Select Committee on Defence Ninth Report

The 'compliance framework'

46. To help protect the various interests of the MoD, industry and the UK's collaborative partners from the potential disadvantages of a commercially-minded New-DERA, the Core Competence model envisages a 'compliance environment' to circumscribe New-DERA's operations and ownership. In the earlier Reliance proposals for the public-private partnership, the MoD had envisaged a complex 'compliance regime' (paragraph 1) mainly designed to protect the MoD from the potential risks of dealing with a largely private-sector DERA. Under the 'compliance framework' of the new Core Competence plan, the controls are less onerous[139] than the regime previously envisaged because areas where impartiality was particularly important are now to be retained within the MoD. The latest consultation document sees the need for such controls to underpin the MoD's confidence in the independence, integrity, values and culture of the private-sector New-DERA, controls which the firm too would want to see preserved in order to retain MoD work.[140] The main features of the new 'compliance controls'[141] are:

  • Retention of a special share— This is a type of the so-called 'golden share' which would allow shareholding restrictions to be placed on New-DERA through its Articles of Association, possibly including a restriction on foreign ownership, and a maximum limit on individual shareholdings. The Minister told us that the special share would be kept as long as the MoD deemed it necessary.[142]
  • Approval of Directors--The MoD would, through its special share, retain the right to approve directors on security grounds.
  • Strategic assets—Through the special share, the MoD would have the right to return certain, named strategic assets to public ownership, under 'exceptional circumstances' such as New-DERA's insolvency.
  • Contractual conditions —A contractual framework between the MoD and New-DERA would include confidentiality clauses, adherence to the Official Secrets Act and other security provisions, and processes for organisational, physical and information separation and compartmentalisation. It will also include conditions governing the use of third party intellectual property (paragraph 20).
  • Defence manufacturing—To preserve its impartiality and independence, New-DERA would not be permitted to engage in 'defence manufacturing'. Subcontract manufacturing work for defence manufacturers would be subject to prior MoD approval (paragraph 22).
  • A Compliance Committee—The company would put in place a compliance committee to maintain the company's standard of performance in respect of the compliance framework. A non-executive director, reporting directly to the chairman will oversee the committee's activities.

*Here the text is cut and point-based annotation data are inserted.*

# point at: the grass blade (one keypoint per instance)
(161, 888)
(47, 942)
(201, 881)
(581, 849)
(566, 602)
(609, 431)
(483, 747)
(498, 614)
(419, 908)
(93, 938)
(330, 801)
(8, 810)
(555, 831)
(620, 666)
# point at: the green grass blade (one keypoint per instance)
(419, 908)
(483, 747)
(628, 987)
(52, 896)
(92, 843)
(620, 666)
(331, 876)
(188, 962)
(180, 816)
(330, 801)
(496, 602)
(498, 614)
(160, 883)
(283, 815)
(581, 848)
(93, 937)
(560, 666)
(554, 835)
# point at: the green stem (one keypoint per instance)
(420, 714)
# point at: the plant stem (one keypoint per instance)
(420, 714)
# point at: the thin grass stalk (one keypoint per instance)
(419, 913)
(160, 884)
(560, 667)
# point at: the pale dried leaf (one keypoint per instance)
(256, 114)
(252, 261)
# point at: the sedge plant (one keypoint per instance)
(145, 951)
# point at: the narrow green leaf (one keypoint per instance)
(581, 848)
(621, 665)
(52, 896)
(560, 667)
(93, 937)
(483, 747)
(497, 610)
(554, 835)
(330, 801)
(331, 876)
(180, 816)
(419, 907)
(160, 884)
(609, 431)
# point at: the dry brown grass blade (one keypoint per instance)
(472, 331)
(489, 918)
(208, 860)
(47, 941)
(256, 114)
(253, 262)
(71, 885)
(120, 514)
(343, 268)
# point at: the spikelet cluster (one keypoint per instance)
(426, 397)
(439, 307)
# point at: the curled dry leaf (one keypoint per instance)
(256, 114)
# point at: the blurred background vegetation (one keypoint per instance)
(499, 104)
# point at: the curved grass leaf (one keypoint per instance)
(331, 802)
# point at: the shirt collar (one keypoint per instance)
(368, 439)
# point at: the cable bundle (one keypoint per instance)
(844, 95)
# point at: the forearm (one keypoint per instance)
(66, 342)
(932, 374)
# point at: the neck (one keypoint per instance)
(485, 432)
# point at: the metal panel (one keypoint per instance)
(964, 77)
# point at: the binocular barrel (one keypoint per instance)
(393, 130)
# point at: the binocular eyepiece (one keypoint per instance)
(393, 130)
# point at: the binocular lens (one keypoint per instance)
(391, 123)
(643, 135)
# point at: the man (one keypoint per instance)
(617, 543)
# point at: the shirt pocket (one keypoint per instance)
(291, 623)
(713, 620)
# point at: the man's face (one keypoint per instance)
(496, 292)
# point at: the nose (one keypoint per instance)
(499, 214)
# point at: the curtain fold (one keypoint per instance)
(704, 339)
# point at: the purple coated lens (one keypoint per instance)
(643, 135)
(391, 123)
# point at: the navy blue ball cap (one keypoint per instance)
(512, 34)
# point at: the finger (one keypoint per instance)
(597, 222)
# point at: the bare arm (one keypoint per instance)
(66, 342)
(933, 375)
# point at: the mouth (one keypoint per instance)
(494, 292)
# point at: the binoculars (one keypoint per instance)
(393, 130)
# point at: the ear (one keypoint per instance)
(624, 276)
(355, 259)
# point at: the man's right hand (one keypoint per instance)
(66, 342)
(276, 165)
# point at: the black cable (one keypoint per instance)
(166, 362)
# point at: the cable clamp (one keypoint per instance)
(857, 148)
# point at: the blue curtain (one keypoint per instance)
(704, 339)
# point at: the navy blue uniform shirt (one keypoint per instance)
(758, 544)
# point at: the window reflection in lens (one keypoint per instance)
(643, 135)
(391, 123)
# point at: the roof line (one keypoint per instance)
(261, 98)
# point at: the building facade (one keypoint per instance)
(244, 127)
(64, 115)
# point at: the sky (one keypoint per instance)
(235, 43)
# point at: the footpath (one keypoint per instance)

47. Many aspects of the compliance framework are clearly going to be important for international collaborators, including the US who have expressed a reluctance to deal with a private sector foreign research institution on the favourable terms previously given to DERA. Industry too have a particular interest in the operation of the compliance framework in ensuring New-DERA's good conduct, particularly for example the difficult-to-enforce contractual conditions designed to protect their intellectual property shared with DERA, and the imprecise bar on New-DERA undertaking 'defence manufacturing' (paragraph 22). The initial close proximity of New- and Retained-DERA on individual sites, while it persists, might also be a concern to industry and the MoD's international partners. DERA's Chief Executive told us that the Department of Defense and other collaborative partners were well used to establishing effective arrangements for defining sets of staff with whom information could be shared.[143] DERA's stakeholders will nevertheless want to be assured that such impregnable Chinese walls are erected between the public and private elements of the organisations, to help ensure fair competition for industry and security guarantees to satisfy foreign defence departments.[144]

48. Significant aspects of the compliance framework have yet to be clarified to meet stakeholders' outstanding uncertainties and anxieties, including the protection of strategic assets (the MoD provided us with a list of those assets currently given special attention as 'strategic assets',[145] but final decisions have yet to be made about which facilities would be protected under the terms of the compliance controls[146]); and definitions of 'manufacturing'; and New-DERA's ownership, where we were not reassured that the MoD had not yet decided what restrictions 'possibly' might be included in the compliance controls over foreign ownership or individual share-ownership.[147]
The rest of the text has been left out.